Pipeline for BS-Seq data based on snakemake

public public 1yr ago 0 bookmarks

snakemake-bisulfite

Automatic pipeline for genome wide DNA methylome processing data based on snakemake

Automated workflow for WGBS and EM-Seq (NEB) data

Snakemake workflow for processing BS-seq libaries produced by Illumina bisulfite sequencing kits.

Supported protocols:

Note, both WGBS and EM-seq produce the same kind of data, so no adjustment for postprocessing needed.

Requirments

  • demultiplex fastq files in located in data directory. They need to be in the form {sample}_R1.fastq.gz

  • Snakefile shipped with this repository.

  • config.yaml shipped with this repository. It contains all parameters and settings to customize the processing of the current dataset.

  • samples.csv listing all samples in the data directory withoug the _R1.fastq.gz suffix. The first line is the header i.e. the work library . An example is shipped with this repository which can be used as a template.

  • Optionall: environment.yaml to create the software environment if conda is used.

  • Installation of snakemake and optionally conda

  • If conda is not used, bowtie , fastqc , samtools and deeptools need to be in the PATH.

    The above files can be downloaded as a whole by cloning the repository (which requires git):

git clone https://github.com/seb-mueller/snakemake-bisulfite

Or individually for example the Snakemake file using wget :

wget https://raw.githubusercontent.com/seb-mueller/snakemake_sRNAseq/master/Snakefile

creating conda environment

conda env create --file environment.yaml --name bsseq_pipeline

activate

conda activate bsseq_pipeline

To deactivate the environment, run:

conda deactivate

Genome preparation:

The pipeline requires a bismark index file which might have to be created at first. This best done having the reference genome as fasta file located in a directory by itself (there shouldn't be any other fasta files since bismark works in mysterious ways and you can't specify a conrete file, just the directory).
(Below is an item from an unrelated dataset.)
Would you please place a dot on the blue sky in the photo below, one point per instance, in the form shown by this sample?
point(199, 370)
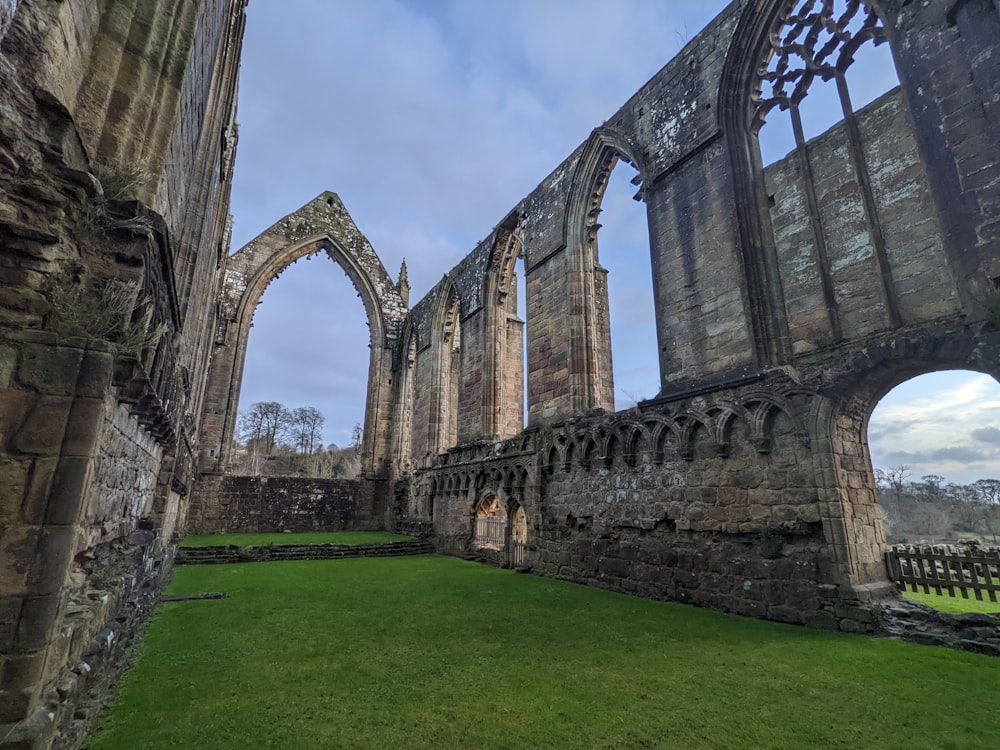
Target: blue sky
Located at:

Say our genome is located here: ref/genome/mygenome.fa with no other fa files in it. Run bismark indexer which will create a folder within that:

bismark_genome_preparation ref/genome

This will create ref/genome/Bisulfite_Genome . To let the pipeline know where the index is located, change the config.yaml :

 reference: "ref/genome/" reference_short: "mygenome"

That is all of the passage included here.